Adam Smith – grondlegger moderne economie (klassieke theorie): ‘Wealth of nations’. Elk aanbod
schept eigen vraag. Beschikbare productiefactoren volledig benutten > bepalen de mogelijkheden van
het bedrijf: loon/pacht/rent/huur/aankoopkosten.
Nash Equilibruim = strategische keuze: keuze die voor jou het optimaalste (beste) is en rekening
houden met keuzes van derden; voor jou niet altijd het optimaalste.
Vastgoed: twee gelijke bedrijven bij elkaar dan kan een consument kiezen. Ervaren welke het ‘’beste’’

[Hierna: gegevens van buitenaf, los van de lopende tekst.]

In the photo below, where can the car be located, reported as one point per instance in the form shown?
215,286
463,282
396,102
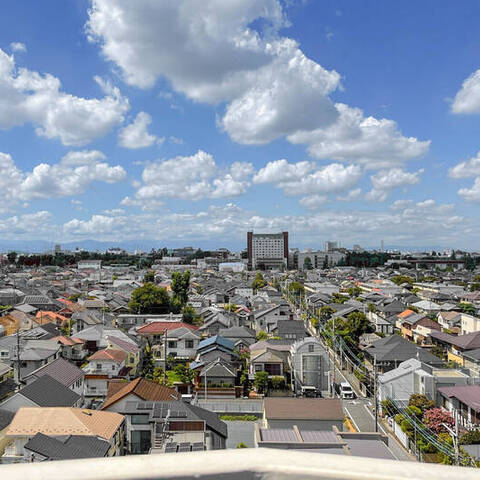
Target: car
346,390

is. Niet altijd de goedkoopste. Meer bedrijven bij elkaar trekt een consument.
SE vraagstuk
- Belegger: rendabel?
- Makelaar: vraag?
- Ontwikkelaar: aanbod icm vraag?/duurzaamheid/overheidsbeleid
- Vastgoedmanager: rendabel/vraag?
EG vraagstuk
- Locatiekeuze: waarom daar?
- Ontwikkelingsvoortgang: waarom één beter dan ander?
Gericht kijken/beschrijven en verklaren/herkennen van patronen
Micro niveau = lokaal/burgers/bedrijven
Meso niveau = regionaal
Macro niveau = landelijk
SEG; waarde ontwikkelen: Aantrekkelijkheid -/goede of slechte locatie/wel of niet investeren
Zachte locatiefactoren = uitstraling van gebouw/de kwaliteit van de omgeving/reputatie van de
regio/kennis/flexibiliteit en dynamiek. gevoelskwestie (mening)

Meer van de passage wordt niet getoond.